As can be seen from the comparison results in Fig. 5, the radon concentrations measured by this measurement system and the RAD7 have the same variation trend, showing a high concentration at sunrise and a low concentration at sunset. The error range of measurement results is 79.73% smaller on average than that of RAD7. From the above results, it can be seen that this measurement system can realize online measurement and has the advantages of being more convenient and faster.

Draw a line chart of the measurement data obtained by using this measurement system for 3 days, and Fig. 6 is obtained:

Fig. 6.

Radon concentration change curve during 3 days

In The Sichuan Basin, the inversion layer will form after sunset, and its thickness will continue to accumulate before dawn.
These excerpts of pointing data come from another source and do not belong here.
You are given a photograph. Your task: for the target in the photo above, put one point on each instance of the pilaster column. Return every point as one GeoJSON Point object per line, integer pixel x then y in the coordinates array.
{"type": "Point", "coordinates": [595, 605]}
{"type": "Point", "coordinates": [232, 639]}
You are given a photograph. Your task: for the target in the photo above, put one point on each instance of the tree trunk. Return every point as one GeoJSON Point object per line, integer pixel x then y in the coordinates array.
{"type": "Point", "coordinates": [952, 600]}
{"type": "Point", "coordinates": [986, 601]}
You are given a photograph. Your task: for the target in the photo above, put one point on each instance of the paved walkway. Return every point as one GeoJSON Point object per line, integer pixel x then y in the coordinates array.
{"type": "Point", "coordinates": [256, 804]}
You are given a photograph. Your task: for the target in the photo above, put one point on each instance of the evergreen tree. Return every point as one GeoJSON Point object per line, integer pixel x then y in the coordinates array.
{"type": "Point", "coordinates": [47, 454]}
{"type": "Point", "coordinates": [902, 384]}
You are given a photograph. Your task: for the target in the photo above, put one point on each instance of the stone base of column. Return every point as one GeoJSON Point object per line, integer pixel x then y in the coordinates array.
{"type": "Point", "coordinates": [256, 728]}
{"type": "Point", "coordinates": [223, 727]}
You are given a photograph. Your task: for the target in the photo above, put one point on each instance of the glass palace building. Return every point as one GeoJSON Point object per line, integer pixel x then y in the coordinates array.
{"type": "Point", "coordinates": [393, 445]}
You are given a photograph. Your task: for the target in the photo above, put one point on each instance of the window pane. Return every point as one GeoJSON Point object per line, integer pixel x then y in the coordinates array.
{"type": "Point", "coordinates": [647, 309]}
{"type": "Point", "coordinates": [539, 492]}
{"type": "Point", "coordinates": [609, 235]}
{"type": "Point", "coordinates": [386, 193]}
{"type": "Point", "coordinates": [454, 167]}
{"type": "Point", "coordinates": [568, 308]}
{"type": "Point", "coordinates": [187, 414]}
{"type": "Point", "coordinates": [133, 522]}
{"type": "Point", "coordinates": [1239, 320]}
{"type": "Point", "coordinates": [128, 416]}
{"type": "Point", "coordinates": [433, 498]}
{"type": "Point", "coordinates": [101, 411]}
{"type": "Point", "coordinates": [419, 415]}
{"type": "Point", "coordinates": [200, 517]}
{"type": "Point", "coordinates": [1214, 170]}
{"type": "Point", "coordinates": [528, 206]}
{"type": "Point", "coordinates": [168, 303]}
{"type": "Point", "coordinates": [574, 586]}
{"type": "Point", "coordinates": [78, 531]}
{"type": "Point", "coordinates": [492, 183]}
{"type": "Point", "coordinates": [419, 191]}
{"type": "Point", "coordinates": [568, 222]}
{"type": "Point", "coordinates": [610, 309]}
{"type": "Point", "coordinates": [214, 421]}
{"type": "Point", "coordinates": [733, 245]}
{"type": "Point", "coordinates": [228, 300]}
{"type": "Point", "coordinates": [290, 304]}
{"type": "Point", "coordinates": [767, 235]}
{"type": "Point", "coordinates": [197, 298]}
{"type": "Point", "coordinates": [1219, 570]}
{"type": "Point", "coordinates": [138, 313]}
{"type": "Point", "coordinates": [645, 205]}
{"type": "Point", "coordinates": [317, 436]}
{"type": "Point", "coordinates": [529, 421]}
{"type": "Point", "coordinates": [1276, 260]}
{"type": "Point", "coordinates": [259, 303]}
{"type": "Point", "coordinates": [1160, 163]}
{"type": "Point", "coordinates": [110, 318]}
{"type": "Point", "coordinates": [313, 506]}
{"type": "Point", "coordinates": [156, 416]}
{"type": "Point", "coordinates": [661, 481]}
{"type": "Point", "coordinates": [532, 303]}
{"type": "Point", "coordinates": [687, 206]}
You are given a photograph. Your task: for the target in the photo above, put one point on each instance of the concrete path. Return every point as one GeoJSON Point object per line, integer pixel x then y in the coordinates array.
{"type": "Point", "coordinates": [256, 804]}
When the accumulation of the inversion layer reaches the maximum, atmospheric turbulence will be inhibited, which weakens the mixing effect of radon on the surface in the vertical direction, so the radon concentration reaches the highest point at 6 to 8 o’clock. After sunrise, the sun makes the earth's surface temperature rise faster than the air temperature, which let the inversion layer to be disturbed, and let the mixing and vertical convection of the atmospheric turbulence increase, so in the sunset time (17 to 18 o’clock) meet minimum atmospheric radon concentration near the ground [13, 14]. We can be seen from Fig. 6, that the variation trend conforms to the theory of radon concentration in one day. It shows that the detection system is highly feasible.

4 Conclusions

In this paper, NaI(Tl) detectors were used to measure and calculate the concentration of radon and its daughters in the atmosphere based on the radioactive decay equilibrium principle and gamma-ray attenuation law. Compared with the traditional activated carbon box method using a gamma spectrometer to measure radon and its progeny, the time of collecting activated carbon or filter membrane is saved, which is more convenient and faster.

In order to shield the gamma-rays from the surrounding soil and buildings, we developed a custom lead shielding device with a rotatable direction. Then the effective atmospheric volume of the detector is estimated, and the MC method is used to simulate the detector to obtain the characteristic gamma detection efficiency of the detector for the selected radionuclides. Finally, the atmospheric radon concentration was measured in an open-air parking lot of a university in Chengdu, and the atmospheric radon concentration was calculated according to the established mathematical model of atmospheric radon measurement. The daily variation of the measured radon concentration was preliminarily analyzed, and the theoretical variation trend was consistent with the measured data, which proved the feasibility of the measurement system.

The measured values of low radon concentration in the environment obtained by this measurement system are compared with those obtained by the RAD7 detector. The variation trend of the measured data is basically consistent, and the error range of this method is 79.73% smaller than that of the RAD7 detector on average, which further confirms the feasibility of this measurement system. This measurement system can be used for on-line monitoring of atmospheric radon concentration. Compared with other measurement methods, its detection limit is lower, its measurement process is shorter, more convenient, and faster.